9. A computer generated software product embodied within a storage medium for change detection of targets within regions of interest in a sensor derived data set comprising:

a server module operative to extract data fields from incoming data communications;

receiving a data set of sensor information collected in the field;

extracting features and regions of interest from within the sensor dataset;

constructing a classifier defined set of features;

building a separate data set containing identified and labeled targets;

generating a prioritization list of said identified and labeled targets;

presenting said prioritized list of identified and labeled targets to a human analyst; and

wherein the human analyst may input new labels and target identification to the prioritized list which is then incorporated into said data set containing identified and labeled targets, said data set then formatted and presented upon a display for use by the human analyst.

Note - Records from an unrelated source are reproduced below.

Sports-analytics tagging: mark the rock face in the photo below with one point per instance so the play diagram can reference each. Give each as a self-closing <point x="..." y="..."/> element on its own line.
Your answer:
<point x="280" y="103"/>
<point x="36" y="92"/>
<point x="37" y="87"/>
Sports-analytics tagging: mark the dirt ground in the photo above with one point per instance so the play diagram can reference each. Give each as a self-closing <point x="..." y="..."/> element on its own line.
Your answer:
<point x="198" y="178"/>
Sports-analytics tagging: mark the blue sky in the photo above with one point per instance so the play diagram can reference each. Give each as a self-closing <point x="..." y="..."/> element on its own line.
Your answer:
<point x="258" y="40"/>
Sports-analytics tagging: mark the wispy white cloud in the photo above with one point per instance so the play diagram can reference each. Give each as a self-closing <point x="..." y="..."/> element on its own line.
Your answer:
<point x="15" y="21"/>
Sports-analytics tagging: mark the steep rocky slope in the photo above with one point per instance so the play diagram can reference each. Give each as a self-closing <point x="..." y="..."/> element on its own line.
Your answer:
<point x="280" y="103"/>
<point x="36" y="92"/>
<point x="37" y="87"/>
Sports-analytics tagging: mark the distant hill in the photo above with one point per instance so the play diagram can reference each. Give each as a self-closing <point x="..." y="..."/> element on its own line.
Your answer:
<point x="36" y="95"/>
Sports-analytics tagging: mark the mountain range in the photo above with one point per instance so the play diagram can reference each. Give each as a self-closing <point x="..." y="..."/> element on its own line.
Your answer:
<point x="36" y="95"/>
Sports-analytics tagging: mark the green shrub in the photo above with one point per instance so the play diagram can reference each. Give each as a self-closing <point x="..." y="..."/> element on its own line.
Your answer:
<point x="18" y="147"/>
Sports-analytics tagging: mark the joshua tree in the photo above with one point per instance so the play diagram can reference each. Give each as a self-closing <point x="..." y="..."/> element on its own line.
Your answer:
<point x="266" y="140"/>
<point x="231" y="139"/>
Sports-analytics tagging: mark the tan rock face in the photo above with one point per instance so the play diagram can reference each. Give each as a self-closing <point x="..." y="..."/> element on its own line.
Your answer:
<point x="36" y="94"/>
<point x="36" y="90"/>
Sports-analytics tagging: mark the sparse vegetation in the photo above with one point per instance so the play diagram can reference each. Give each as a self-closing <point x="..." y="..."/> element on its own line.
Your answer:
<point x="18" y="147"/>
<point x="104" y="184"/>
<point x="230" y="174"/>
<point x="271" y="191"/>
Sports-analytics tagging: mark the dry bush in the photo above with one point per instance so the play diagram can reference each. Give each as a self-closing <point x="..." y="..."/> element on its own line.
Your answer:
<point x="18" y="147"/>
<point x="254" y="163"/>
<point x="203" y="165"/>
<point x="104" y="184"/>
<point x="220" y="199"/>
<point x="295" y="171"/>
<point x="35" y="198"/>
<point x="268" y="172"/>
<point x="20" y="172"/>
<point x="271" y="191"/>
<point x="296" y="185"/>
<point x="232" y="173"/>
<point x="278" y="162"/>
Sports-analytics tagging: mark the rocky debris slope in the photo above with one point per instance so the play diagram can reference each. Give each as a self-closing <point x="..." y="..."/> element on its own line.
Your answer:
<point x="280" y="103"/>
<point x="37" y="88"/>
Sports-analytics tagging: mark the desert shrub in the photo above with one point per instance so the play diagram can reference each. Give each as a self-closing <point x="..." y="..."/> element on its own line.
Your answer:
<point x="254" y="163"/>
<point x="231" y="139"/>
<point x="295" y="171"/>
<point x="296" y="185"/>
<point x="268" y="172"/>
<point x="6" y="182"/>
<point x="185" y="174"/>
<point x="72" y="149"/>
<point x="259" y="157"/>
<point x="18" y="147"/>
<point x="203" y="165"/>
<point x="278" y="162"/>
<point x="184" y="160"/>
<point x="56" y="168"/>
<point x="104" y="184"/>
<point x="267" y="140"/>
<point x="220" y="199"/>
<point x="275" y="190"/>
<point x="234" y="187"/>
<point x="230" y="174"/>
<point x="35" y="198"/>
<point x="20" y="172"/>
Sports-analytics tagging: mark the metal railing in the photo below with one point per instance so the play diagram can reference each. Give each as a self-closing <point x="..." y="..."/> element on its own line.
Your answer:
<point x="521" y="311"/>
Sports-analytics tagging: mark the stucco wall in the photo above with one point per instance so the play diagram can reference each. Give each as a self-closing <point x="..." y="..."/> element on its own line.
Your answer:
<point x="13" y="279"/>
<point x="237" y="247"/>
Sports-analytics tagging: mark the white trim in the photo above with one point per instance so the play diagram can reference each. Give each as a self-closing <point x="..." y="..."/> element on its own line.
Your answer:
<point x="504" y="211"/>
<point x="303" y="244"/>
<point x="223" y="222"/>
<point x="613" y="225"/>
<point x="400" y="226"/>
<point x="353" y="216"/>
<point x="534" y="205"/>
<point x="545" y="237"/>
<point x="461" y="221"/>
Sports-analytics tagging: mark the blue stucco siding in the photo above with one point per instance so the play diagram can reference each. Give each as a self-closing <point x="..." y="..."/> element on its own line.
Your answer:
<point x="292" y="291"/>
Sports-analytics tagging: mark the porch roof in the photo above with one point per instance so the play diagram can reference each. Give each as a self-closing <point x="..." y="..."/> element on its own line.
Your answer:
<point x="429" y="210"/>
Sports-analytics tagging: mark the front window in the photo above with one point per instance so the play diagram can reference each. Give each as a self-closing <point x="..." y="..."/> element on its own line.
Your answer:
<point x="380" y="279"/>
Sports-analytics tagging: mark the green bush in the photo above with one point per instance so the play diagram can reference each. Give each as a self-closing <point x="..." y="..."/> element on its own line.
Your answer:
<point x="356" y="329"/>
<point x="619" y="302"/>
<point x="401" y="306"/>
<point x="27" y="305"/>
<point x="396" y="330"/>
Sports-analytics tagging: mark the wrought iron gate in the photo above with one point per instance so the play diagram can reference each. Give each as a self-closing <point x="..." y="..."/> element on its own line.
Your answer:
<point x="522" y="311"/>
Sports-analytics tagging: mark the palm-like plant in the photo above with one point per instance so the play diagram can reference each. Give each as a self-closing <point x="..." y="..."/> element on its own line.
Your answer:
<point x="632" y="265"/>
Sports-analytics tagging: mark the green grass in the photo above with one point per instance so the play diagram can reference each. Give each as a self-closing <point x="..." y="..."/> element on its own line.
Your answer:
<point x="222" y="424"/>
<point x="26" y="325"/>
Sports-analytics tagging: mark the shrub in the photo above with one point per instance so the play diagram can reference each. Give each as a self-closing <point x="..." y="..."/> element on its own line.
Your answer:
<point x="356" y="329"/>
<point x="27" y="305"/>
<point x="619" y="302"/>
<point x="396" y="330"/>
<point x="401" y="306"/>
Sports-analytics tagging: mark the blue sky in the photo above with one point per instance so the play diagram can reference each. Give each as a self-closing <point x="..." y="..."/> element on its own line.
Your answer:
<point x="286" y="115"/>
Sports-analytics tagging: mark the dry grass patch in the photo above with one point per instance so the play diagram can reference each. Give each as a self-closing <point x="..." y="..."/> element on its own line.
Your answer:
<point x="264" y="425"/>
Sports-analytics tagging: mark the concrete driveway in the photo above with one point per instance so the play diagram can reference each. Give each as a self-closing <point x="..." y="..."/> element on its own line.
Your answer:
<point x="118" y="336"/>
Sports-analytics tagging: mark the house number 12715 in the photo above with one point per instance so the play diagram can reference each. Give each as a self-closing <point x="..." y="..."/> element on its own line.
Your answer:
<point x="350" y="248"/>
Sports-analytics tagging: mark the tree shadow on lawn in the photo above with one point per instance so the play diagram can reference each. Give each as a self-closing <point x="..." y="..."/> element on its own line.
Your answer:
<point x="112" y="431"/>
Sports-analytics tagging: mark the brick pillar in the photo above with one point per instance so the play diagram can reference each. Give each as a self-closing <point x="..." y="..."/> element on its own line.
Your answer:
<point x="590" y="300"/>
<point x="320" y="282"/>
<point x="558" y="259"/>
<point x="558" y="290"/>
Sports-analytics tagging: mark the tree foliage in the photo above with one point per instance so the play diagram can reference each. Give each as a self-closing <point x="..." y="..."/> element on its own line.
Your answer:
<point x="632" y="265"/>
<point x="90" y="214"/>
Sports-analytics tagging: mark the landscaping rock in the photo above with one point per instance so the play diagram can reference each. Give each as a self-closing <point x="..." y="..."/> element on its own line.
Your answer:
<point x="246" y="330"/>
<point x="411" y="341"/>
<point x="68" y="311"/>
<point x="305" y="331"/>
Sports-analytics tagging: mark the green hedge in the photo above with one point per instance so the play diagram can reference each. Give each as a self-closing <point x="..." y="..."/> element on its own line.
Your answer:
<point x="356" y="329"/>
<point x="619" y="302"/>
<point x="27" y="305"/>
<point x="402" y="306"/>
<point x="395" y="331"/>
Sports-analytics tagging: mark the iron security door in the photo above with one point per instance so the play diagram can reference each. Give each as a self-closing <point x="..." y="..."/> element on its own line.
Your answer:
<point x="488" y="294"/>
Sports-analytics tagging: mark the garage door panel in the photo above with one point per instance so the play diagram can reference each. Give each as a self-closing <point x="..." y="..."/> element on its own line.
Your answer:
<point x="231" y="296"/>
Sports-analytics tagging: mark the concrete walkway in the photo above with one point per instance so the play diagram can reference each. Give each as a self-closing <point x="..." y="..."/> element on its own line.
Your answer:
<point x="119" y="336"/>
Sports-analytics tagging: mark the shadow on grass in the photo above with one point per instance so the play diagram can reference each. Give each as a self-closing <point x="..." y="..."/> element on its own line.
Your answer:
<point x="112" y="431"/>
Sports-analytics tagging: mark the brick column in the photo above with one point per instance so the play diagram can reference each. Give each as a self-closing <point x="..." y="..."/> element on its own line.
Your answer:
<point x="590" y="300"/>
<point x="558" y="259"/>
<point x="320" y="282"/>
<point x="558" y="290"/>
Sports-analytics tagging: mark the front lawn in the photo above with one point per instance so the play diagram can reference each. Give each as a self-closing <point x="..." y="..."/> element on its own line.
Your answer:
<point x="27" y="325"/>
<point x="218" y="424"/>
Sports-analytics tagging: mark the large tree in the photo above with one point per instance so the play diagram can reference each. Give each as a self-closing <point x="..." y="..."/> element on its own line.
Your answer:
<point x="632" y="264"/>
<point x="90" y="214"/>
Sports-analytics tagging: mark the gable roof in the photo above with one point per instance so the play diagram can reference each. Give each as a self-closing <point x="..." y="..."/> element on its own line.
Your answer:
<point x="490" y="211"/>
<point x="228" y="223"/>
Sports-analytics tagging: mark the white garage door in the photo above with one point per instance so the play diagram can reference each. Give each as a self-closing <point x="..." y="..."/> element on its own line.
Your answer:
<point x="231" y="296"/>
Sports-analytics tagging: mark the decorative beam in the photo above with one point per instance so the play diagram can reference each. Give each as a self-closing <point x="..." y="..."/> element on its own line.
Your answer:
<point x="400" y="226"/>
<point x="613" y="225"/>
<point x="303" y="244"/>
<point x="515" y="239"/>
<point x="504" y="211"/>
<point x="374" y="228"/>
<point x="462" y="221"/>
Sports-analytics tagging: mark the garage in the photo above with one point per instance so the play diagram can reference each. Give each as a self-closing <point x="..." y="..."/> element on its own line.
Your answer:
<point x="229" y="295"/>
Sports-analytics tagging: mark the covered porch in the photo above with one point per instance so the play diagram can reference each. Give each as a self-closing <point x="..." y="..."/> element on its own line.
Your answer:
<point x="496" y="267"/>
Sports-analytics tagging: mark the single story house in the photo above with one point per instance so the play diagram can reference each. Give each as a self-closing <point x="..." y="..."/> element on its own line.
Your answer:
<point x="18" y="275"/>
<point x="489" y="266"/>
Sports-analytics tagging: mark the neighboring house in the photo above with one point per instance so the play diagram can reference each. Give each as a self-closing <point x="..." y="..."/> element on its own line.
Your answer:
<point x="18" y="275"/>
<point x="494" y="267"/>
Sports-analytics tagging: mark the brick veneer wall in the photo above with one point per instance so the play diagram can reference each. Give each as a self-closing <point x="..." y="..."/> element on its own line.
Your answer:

10. A method according to claim 9, wherein the sensors collecting data comprise an array of sensors deployed to collect samples from a defined area.

11. A method according to claim 9, further comprising:

said extraction of features and regions of interest is performed by a software module resident upon a server capable of network communications;

said software module comparing extracted features and regions of interest against a predefined set of interest criteria; and

wherein the server module provides a pre-screening function for all extracted data of interest.

12. A method according to claim 9, wherein said predefined interest criteria further comprise a defined set of features that form the basis data set of labels for all previously identified and selected targets.

13. A method according to claim 9, wherein the separate data set containing identified and labeled targets is separate from the basis data set of labels.

14. A method according to claim 9, wherein the separate data set containing identified and labeled targets includes labels generated by the server module without assistance from a human analyst.

15. A method according to claim 9, wherein said prioritized list is a combination of the basis data set of labeled targets and the separate data set containing labeled targets.

16. A method according to claim 9, wherein the human analyst provides feedback to the server module in a series of iterative steps that proceeds until all new data set information has been compared, identified, labeled, and/or discarded.